What if, instead of pushing back against screens and games and technology, parents sought to understand those things, and what their kids get from them? What if parents engaged within games with their kids, working out limits and restrictions with them, educating them, but at the same time, educating themselves? Education and understanding is crucial, rather than parents pitting themselves “against” their kids in an effort to push back against a changing world that nobody really fully understands. Even the landscape of gaming alone has changed dramatically in the last decade.
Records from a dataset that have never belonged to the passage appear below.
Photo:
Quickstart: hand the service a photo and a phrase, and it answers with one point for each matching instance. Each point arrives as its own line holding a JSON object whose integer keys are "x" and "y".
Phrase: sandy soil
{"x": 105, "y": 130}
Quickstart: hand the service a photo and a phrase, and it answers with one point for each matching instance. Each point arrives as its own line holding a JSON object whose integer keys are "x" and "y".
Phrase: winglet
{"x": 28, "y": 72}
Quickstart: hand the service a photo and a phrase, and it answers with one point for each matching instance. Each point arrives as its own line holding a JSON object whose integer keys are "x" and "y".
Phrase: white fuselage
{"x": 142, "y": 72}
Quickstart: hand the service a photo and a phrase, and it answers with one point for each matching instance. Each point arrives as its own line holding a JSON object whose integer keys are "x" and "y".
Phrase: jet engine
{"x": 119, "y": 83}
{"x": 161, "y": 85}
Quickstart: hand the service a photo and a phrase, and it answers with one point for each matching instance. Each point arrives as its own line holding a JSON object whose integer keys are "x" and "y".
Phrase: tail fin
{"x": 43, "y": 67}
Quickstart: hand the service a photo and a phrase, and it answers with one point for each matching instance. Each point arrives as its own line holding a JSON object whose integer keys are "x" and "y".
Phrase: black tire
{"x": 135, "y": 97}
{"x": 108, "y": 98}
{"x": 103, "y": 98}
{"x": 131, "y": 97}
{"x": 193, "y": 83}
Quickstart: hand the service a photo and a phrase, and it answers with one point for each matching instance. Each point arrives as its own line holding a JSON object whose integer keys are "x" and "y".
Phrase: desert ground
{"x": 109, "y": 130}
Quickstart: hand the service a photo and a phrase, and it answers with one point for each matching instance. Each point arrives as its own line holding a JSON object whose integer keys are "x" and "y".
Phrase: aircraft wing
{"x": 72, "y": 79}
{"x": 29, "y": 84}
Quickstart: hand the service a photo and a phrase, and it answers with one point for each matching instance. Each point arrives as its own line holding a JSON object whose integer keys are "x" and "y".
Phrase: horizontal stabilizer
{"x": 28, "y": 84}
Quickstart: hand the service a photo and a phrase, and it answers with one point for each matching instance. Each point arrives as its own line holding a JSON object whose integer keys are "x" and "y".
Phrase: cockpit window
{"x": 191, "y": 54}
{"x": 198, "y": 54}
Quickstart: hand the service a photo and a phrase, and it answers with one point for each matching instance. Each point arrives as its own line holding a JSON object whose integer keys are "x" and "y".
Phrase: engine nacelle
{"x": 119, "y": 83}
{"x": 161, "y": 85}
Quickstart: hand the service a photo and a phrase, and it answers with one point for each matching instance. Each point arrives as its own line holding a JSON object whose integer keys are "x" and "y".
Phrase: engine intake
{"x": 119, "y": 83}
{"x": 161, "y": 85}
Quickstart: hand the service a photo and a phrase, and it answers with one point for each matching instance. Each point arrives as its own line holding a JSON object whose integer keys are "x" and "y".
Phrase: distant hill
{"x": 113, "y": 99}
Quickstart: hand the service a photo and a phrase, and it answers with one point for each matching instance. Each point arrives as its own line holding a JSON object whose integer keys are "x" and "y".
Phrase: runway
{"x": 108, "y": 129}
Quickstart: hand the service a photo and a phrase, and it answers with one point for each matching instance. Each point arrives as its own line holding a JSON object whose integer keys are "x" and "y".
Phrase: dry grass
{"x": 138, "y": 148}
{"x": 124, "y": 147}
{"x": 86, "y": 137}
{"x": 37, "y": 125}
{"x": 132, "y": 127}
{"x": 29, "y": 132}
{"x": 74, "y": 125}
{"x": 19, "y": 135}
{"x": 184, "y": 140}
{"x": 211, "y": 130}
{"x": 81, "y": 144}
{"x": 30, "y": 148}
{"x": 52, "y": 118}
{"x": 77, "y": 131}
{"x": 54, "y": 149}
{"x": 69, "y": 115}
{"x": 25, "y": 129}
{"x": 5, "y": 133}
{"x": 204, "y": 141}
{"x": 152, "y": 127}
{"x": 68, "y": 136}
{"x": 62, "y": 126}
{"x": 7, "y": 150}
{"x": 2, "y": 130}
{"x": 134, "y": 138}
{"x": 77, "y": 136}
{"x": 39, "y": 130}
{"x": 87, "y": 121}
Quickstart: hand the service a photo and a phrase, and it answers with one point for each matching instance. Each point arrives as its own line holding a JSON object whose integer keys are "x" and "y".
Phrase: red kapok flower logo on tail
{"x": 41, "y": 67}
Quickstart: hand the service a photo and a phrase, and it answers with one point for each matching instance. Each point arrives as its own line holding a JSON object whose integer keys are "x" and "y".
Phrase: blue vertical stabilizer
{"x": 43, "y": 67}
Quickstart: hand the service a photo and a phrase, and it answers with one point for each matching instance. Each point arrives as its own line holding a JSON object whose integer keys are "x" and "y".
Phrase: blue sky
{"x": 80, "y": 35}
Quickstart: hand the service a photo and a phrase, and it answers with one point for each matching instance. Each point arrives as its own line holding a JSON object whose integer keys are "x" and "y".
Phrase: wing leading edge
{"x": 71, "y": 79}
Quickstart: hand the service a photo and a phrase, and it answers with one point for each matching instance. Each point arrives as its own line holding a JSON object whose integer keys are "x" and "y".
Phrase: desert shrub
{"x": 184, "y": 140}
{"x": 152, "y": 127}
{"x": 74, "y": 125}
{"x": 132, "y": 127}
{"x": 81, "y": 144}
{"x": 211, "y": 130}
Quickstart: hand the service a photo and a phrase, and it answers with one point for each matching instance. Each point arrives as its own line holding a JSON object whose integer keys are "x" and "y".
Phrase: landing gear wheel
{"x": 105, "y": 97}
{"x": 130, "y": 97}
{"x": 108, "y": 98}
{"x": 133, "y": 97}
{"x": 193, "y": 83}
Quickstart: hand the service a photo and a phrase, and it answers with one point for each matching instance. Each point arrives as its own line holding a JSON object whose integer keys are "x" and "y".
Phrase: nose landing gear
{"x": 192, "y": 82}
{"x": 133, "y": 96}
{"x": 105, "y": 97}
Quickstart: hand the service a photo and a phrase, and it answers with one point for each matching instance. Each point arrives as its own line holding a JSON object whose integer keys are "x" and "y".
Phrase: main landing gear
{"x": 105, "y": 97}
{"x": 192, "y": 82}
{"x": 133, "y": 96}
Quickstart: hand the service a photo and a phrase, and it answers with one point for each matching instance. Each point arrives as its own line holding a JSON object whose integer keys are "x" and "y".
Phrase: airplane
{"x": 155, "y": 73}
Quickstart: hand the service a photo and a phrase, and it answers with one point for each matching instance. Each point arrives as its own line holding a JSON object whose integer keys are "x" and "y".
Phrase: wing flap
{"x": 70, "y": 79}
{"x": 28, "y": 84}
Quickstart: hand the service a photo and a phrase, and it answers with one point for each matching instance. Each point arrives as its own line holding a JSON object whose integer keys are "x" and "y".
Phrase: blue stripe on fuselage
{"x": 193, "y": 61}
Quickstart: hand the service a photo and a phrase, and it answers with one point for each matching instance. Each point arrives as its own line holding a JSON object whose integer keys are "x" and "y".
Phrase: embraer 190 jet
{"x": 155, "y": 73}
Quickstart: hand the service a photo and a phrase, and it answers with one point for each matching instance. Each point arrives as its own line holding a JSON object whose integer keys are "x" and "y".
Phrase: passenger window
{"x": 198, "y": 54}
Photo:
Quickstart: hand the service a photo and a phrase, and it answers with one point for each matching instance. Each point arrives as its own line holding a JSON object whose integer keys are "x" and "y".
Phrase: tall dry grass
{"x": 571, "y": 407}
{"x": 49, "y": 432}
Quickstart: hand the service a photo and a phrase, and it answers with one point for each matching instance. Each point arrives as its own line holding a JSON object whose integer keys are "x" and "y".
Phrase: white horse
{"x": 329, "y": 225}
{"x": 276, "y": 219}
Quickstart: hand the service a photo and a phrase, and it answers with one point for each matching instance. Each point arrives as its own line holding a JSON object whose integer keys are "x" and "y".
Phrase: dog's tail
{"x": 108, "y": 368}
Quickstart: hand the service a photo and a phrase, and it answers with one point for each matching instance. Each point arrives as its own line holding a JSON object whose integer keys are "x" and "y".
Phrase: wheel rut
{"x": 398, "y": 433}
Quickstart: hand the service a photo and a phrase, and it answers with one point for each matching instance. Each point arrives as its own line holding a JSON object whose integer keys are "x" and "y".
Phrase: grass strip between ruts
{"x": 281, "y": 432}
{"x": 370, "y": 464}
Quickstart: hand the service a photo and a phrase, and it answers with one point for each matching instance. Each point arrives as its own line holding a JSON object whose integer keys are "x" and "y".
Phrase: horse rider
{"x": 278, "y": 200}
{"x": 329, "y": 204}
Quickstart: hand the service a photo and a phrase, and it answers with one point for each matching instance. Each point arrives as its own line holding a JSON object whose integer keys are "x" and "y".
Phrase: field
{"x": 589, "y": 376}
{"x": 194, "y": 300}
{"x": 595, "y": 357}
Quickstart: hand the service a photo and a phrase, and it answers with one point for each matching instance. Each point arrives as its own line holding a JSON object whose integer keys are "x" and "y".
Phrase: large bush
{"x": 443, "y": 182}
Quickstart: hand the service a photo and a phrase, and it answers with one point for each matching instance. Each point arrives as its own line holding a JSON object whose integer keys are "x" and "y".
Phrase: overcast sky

I come from an in-between generation. I grew up as a ’90s kid, watching the advancement of technology. I had video games as a kid growing up. I had painfully slow dial-up internet. I even had a cell phone, before the concept of “apps” was even really fully formed. My parents had to navigate a changing world with me, and then even more so with my younger siblings, and watching them go through that has shown me just how difficult it’s been to adapt to a world where kids are growing up completely differently from how their parents were raised.
My parents tried their best with each of their four kids. But the fact is that kids are a product of their environment, and the circumstances around every kid—even just among the four in my family—can be entirely different. So this isn’t about “screens” or a pandemic—as much as it’s exactly about those very things. It’s about parents and families understanding their circumstances and working with their children to navigate a changing world of technology through understanding and connection.
I’m not trying to say that any of this is easy at all. But its continued rough and predictable handling in 2021 is a tired trope that we need to move on from, especially amidst a pandemic that has further changed the game.